Les problèmes du temps présent
Si la guerre éclatait...
Monde n° 304 du 22 juin 1934, page 7
Réponse de C. Freinet

Nous avons demandé à une série de personnalités françaises les plus en vue de la politique et de la littérature de répondre à la question passionnément débattue : « Que feriez-vous si la guerre éclatait ? »
Nous avons surtout insisté auprès de nos amis et lecteurs pour qu’ils disent leur opinion sur ce sujet et nous avons reçu de nombreuses réponses.
« Monde » se rend compte de la nécessité d’arriver à une attitude nette à l’égard de ce problème, c’est pourquoi l’exposé libre des différentes opinions sera utile pour tous ceux qui sont adversaires de la guerre.
Il ne suffit pas de dire simplement qu’on ne veut pas la guerre, mais encore faut-il déterminer les meilleurs moyens d’action contre une menace de guerre que personne ne peut plus nier.
Notre enquête devra servir ce grand but « MONDE »

Le danger de guerre est certainement imminent ; cela résulte du choc inévitable et permanent des capitalismes.

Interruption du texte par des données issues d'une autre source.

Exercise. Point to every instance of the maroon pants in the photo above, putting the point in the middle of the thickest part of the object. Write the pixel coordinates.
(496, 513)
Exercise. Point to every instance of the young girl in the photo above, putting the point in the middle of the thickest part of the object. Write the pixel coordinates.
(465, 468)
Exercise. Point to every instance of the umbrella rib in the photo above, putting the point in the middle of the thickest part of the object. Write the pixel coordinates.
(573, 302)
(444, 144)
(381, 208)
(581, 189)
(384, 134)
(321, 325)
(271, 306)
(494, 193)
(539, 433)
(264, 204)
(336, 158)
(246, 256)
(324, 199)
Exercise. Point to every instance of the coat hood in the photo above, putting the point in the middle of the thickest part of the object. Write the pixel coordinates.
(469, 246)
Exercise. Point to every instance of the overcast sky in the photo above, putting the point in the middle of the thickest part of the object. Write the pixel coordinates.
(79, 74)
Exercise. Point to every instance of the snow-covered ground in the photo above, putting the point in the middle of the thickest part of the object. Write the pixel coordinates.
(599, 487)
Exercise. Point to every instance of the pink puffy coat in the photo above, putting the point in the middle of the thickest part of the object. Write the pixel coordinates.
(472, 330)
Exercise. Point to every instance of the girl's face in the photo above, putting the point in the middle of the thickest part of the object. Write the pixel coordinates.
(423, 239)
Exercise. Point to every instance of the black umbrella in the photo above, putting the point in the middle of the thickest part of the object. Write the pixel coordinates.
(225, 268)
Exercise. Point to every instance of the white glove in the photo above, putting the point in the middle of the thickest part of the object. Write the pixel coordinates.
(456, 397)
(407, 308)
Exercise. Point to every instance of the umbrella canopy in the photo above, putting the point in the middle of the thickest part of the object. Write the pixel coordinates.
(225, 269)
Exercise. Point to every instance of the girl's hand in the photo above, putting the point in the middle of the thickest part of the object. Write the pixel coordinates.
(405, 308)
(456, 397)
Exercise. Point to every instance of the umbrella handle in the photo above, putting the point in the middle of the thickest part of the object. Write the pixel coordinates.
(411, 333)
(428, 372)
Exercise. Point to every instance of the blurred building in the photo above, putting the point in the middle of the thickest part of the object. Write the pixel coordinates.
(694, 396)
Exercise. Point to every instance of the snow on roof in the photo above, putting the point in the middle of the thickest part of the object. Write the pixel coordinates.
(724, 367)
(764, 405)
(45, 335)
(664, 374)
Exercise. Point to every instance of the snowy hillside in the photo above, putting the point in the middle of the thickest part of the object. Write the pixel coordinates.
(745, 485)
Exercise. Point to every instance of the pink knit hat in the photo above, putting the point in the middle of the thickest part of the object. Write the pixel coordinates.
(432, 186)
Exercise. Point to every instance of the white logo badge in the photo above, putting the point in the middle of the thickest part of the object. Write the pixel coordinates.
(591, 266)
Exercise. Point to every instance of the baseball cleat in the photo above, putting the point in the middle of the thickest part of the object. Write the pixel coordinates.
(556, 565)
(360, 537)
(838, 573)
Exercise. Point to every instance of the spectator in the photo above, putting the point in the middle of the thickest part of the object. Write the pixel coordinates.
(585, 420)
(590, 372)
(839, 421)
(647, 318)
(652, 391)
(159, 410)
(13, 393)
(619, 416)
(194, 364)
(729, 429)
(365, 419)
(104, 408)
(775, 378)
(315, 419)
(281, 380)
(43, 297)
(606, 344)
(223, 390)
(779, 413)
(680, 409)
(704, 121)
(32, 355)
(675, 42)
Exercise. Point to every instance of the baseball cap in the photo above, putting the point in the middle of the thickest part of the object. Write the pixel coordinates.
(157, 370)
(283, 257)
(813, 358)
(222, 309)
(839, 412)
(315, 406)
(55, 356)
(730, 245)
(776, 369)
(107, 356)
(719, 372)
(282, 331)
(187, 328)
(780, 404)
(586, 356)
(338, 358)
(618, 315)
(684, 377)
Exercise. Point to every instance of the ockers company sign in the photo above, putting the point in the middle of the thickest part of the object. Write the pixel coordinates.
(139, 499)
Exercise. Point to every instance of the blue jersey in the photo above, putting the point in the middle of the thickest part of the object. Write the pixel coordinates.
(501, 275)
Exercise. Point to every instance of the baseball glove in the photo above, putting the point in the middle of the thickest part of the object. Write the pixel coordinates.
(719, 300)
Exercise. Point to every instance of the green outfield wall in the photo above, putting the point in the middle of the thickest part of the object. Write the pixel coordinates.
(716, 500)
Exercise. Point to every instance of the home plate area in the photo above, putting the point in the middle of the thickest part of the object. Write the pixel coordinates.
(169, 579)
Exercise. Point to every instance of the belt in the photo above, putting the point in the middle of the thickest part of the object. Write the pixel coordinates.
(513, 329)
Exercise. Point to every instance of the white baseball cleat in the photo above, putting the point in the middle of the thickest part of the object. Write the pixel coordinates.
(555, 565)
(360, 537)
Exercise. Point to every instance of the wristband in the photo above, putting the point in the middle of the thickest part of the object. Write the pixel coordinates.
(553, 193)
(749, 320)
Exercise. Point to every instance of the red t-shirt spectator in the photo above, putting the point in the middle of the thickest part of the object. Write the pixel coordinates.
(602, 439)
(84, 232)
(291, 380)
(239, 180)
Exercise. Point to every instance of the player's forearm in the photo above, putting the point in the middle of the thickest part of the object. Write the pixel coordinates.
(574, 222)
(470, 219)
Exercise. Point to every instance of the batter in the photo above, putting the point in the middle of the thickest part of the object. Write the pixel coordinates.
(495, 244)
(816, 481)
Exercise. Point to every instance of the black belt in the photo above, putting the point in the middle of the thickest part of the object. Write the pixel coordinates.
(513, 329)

Imminence relative cependant : nous avons la fâcheuse habitude de tout ramener à notre taille et de juger des graves événements sociaux sans considérer l’échelle internationale à laquelle ils se produisent, ni le temps effectif représenté dans la vie et l’évolution d’un peuple par une période que l’humble mortel estime déjà longue comparée à sa propre vie.
Mais il suffit cependant de penser que la guerre est possible, qu’elle est fatale dans notre régime, qu’elle se déclenchera, serait-ce même dans dix ans, pour parler positivement de son imminence et pour lutter, dès aujourd’hui, effectivement contre sa préparation.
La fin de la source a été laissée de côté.